Should Barclays shareholders hold their breath, and hope for a more equitable distribution of profits? Past behaviour, of course, is a pretty good indicator of future behaviour, so I wouldn’t necessarily hold my breath. This is despite new research, which we’ll soon come to, suggesting Barclays is self immolating over pay.
Instability
At Barclays recent AGM it became clear that the frustrations of individual investors over bonuses is shared among some major stakeholders, including Standard Life and F&C. Standard Life, which owns nearly 2% of Barclays, commented:
“We are unconvinced that the amount of the 2013 bonus pool was in the best interests of shareholders, particularly when we consider how the bank’s profits are divided among employees, shareholders and ongoing investment in the business.”
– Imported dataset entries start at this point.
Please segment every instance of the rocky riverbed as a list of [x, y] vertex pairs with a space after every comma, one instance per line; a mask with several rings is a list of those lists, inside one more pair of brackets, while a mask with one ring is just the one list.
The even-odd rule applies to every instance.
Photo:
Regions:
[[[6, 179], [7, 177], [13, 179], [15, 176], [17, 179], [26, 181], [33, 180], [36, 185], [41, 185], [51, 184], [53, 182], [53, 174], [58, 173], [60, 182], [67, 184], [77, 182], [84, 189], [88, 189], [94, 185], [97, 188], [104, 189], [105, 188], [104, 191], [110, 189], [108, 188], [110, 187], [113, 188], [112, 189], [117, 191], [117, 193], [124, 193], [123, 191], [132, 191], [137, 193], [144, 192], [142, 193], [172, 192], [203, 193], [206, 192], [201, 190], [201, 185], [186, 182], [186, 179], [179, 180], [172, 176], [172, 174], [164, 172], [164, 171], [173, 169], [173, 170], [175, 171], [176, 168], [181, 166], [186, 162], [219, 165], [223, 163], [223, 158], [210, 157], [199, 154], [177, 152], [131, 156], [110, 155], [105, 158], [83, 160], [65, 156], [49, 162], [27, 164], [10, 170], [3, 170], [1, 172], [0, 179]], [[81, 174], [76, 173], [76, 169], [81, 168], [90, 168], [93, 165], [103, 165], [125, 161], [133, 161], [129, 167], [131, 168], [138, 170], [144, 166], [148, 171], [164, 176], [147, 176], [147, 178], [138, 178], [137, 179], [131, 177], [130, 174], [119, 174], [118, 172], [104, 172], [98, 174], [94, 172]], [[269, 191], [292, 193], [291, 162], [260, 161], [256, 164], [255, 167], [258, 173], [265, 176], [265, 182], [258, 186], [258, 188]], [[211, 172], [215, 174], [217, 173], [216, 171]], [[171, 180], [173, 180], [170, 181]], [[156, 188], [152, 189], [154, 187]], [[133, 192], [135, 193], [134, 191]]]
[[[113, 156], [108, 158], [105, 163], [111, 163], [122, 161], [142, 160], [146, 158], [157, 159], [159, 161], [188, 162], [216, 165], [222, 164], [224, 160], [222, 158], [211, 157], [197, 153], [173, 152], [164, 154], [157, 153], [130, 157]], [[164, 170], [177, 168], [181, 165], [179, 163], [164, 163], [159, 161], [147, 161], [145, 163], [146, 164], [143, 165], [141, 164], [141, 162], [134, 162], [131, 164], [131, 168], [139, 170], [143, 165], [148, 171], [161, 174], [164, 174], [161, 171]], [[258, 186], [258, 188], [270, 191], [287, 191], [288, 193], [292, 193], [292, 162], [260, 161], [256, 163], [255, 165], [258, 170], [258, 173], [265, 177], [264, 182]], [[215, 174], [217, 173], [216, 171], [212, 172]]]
Sir John Sunderland, the independent director in charge of approving Barclays’ bonus pool, would argue otherwise. Were remuneration levels to fall below the market rate, then an exodus of key staff would ensue. It’s all about remaining competitive, according to Sunderland, in order to “ensure the health of the franchise”.
Yet, according to John Thanassoulis, a professor at Warwick Business School, the result is the exact opposite. Increasing bonuses when profits have declined will, he argues, “weaken the bank’s financial stability”.
The bonus policy is stoking fires. While the intention is to hire the best talent to generate improved returns, Barclays winds up overreaching itself, hence the instability.
Is it too risky to own Barclays?
The solution proposed by Thanassoulis is a cap on remuneration in proportion to assets. Whether this would work in practice is irrelevant to an investment thesis at this point. Indeed, the cycle of bonus pay needs to end — that much is clear — but I’m waiting to see proof that a cap wouldn’t be circumvented.
Barclays’ share price, as you might expect, has performed poorly. Shares in Barclays have tumbled 41p, or 14%, to 250p in the last year. I’m not sure I’m comfortable investing in a business that seems determined to use gasoline to put out flames.